Domestic crush has been robust as well with margins in excess of $100 per tonne. Crushers would consume 10.4 million tonnes at the current pace, but Boersch thinks it will be closer to 10.2 million tonnes because of the dwindling seed supply.
Crusher bids show they are covered into March but not for April and May, suggesting the next pricing opportunity could be in the March-April time frame.
Canola prices are also being lifted by soybean markets, which are “on fire,” said Chuck Penner, analyst with LeftField Commodity Research.
The U.S. Department of Agriculture dropped 2020-21 U.S. ending stocks to 3.8 million tonnes last week, down from 24.7 million tonnes two years ago.
Soybean prices have been on the rise almost everywhere around the world, except for Western Canada because of the dismal soybean basis in that region.
“It just sucks, frankly,” said Penner.
Soybeans from Eastern Canada have been flying out the door, but Chinese demand has not been pulling beans out of the Canadian Prairies.

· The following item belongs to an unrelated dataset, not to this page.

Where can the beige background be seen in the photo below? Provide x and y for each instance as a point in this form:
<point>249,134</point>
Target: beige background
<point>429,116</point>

“We’re kind of stuck with these soybeans right now,” he said.
At some point those soybeans will start moving. Penner said the canola basis usually improves in the April-May period, so perhaps that’s when soybean sales could pick up.
Sales have not been a problem for canola. Carryout is expected to fall precipitously to 1.2 million tonnes in 2020-21 from 3.13 million tonnes last year and 4.44 million tonnes the year before that.
Boersch noted that those are Agriculture Canada’s numbers and it has a tendency to overestimate carryout. It was forecasting 4.5 million tonnes of carryout for 2019-20 as late as October last year.
“That may lead farmers into selling product too early. Make sure you scrutinize the numbers,” she said.
Whatever the final number is, ending stocks are going to be extremely tight. Boersch anticipates an increase in canola acres in 2021 on those farms where it is possible given their current rotations.